If you picked the first option, you’re either an optimist or perhaps a time traveller. For the latter is very much the spirit of our age.

One doesn’t have to look far to see examples of this sort of thinking. The House of Commons, for example, has been transformed since the early Noughties by the quest to make it “family friendly”.

This is a doomed quest; what use is clocking off at 5pm if, like most MPs, your family life is not in London? But deep cuts to sitting hours, and thus to MPs’ ability to actually perform their role, are outweighed by the goal of securing a different mix of MPs.

Despite this, sometimes it takes a more practical example to really bring home the consequences of this thinking. This weekend, for example, there was the realisation that the Fire Service no longer expects recruits to be able to pull an average-weight adult from a burning building.

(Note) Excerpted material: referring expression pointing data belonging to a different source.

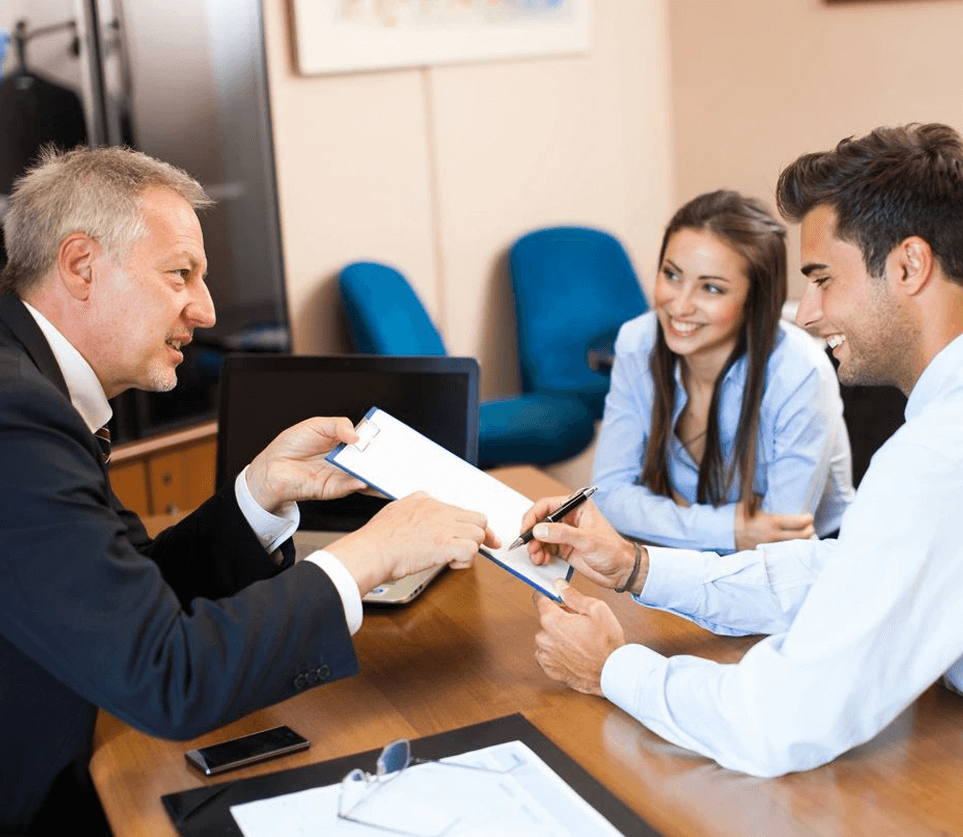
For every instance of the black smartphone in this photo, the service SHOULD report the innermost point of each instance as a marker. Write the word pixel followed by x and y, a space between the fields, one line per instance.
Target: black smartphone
pixel 240 752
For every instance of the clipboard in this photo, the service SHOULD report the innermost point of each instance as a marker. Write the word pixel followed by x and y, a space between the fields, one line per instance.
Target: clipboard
pixel 205 812
pixel 397 460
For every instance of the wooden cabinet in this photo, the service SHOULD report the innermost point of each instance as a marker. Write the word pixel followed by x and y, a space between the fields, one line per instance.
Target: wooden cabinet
pixel 167 473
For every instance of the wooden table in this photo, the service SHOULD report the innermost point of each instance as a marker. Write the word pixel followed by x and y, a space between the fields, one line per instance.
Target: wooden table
pixel 464 653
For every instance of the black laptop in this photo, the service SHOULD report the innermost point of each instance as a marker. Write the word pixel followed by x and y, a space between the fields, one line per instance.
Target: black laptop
pixel 262 394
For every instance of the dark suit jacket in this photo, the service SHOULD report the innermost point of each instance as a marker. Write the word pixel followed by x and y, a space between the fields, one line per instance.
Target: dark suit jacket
pixel 175 636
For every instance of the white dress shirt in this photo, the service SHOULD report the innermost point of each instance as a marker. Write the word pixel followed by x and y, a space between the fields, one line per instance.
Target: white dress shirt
pixel 88 397
pixel 860 627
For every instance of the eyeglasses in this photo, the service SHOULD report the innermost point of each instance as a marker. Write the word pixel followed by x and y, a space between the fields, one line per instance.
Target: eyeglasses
pixel 359 786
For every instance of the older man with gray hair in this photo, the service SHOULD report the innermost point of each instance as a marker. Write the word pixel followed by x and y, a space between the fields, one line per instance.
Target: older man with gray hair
pixel 182 633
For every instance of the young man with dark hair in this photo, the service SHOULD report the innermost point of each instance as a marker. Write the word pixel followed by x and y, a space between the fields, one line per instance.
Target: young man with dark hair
pixel 858 627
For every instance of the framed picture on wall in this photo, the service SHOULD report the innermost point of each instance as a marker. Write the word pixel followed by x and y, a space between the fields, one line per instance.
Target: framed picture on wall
pixel 342 36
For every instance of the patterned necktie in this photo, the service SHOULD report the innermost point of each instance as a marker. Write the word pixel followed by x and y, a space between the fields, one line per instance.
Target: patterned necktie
pixel 103 439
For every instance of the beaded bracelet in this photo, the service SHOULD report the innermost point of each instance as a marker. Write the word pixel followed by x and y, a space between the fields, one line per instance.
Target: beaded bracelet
pixel 635 571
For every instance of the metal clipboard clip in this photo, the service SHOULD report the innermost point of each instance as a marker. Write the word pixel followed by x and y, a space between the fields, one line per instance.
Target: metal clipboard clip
pixel 366 431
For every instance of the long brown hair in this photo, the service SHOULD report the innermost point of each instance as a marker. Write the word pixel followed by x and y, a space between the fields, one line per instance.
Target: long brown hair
pixel 750 229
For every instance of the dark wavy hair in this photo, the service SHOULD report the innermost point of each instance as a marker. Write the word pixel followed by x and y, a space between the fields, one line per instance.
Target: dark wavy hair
pixel 746 226
pixel 885 187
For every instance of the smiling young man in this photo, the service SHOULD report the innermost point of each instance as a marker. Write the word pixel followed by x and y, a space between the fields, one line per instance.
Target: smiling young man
pixel 859 627
pixel 182 633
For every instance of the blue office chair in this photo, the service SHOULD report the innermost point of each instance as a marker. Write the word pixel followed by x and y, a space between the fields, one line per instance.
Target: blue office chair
pixel 574 287
pixel 385 316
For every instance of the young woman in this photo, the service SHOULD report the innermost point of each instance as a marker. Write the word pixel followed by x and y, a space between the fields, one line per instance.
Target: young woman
pixel 723 426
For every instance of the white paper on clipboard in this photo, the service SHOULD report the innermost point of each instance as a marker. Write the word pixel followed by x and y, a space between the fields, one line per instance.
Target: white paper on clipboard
pixel 398 460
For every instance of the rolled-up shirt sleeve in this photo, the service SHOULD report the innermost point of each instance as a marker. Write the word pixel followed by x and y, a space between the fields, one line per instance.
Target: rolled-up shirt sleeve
pixel 850 649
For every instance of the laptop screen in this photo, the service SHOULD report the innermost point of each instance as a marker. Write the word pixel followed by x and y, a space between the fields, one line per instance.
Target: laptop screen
pixel 261 395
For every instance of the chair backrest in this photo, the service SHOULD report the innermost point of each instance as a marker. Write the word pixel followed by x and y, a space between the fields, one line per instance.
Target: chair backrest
pixel 385 315
pixel 572 285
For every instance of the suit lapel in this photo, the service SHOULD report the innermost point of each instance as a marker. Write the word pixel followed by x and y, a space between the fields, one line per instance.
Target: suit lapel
pixel 24 329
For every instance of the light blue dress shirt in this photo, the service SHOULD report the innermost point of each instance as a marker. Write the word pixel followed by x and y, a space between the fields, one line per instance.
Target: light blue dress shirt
pixel 802 460
pixel 860 626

If you take the view that the Fire Service should be about giving everybody who wants to join it an equal chance of doing so, it makes sense. Rigorous physical tests, especially those involving carrying heavy weights, would strongly favour male applicants, and indeed appeared to do so.

But those standards were surely devised for some reason other than a conspiracy to keep women out of the fire service. Even as long ago as 2011, the tone struck by a Fire Service spokesperson reveals how completely this way of thinking had already taken over:

People who express these views are dinosaurs and very chauvinistic and need to get with the programme. It’s 2011, women are firefighters; get over it.
- Fire Service

The influence of such thinking needs to be checked, and not just because you might someday find yourself trapped in a burning building with a firefighter unable to lift you.

Covid-19 has cruelly exposed serious shortcomings in the United Kingdom’s state capacity. Aside from a lucky break with the vaccination programme, the State’s response to the crisis has been deeply underwhelming.

If the Government is serious about delivering a much-needed overhaul of the public sector and the Civil Service, a shift back towards merit — defined by the actual requirements of the role, and not an idealised vision of the composition of the workforce — must be part of the solution.

Perhaps ministers could consider an ‘Efficacy Act’, a counterpoint to the Equality Act, imposing a statutory duty on public sector bodies to put performance outcomes first. It could also create an independent mechanism for ensuring they do so, rather than having management mark its own homework.

Such a programme could actually be great for accessibility; CV-blind recruitment and entrance exams, for example, would be a boon to able applicants from disadvantaged backgrounds. But it would frustrate diversity managers by placing the final shape of the workforce beyond their control.


Henry Hill is Deputy Editor of ConservativeHome.